Still..... I would think that some sort of qualifying eval could be done so that people who don't really stand a chance of passing don't take up space and waste resources. It seems a small hurdle to overcome, and a poor reason to just exclude women.
I think that's part of the solution, and believe me, I think there IS a solution.
I just don't think that women meeting the existing men's standard is sufficient because women are going to break down if under load for extended periods a lot more quickly than men will.
We're just psychologically and psychologically different that way.
We know that if the average man meets a given standard there's a reasonably good chance that he'll be able to stand up to the rigors of service in the Infantry.
Since women are psychologically and psychologically we need to figure out what minimum standard a woman needs to meet in order to know that there's a reasonably good chance that she'll be able to stand up to the rigors of service in the Infantry.
Maybe that standard is the same, and I (and those like me) are just making too much of things.
Maybe the standard is much higher.
There's no way to know unless we test it.
So far, except in cases where standards have been lowered in order to accommodate women's passage through a particular school and ensure graduation, no woman has yet been able to meet the minimum standards required of men.
But like you suggested, none of the women entering any training program have been required to pass any kind of pre-training evaluation which had been designed specifically to determine a woman's suitability for the training.
If we get to a point where we've found some means of effectively screening women for this type of training which can reliably predict success both in training and then further down the line in active service, and women successfully complete training to the standards required of them, I have no objection to women being permitted to serve in Special Operations or in the Infantry (or in other, lesser, Combat Arms roles).
But I'm not willing to take the chance of degrading combat effectiveness in the name of social justice.
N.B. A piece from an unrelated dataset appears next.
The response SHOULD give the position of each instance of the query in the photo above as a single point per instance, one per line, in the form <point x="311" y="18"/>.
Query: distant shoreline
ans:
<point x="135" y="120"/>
Doing so isn't fair to anyone, not the men and certainly not the women who will be going in to harm's way.
There's a saying in the military, or at least in the Army Infantry, that you "sweat in training so you won't bleed in combat".
I think that's the philosophy that should apply here.
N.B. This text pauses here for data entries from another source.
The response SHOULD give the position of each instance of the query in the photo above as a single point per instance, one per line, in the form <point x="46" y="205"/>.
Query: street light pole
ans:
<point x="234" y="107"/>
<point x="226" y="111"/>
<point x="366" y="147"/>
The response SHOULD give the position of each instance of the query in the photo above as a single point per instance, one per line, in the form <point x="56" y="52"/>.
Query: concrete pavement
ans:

Maybe the politicians and senior military leaders who have to make these decisions should have to sweat out the fact that some of their decisions might be unpopular, or un-PC, or even to some degree discriminatory, in order to save lives when you get down in the dirt in that last 150 meters where American foreign policy is being projected through the barrel of a gun.
I'm all for women serving, but we need to be sure that they're an asset and not a liability.
Once we're as sure as we can be that we've got the right women for the job, BZ and all that.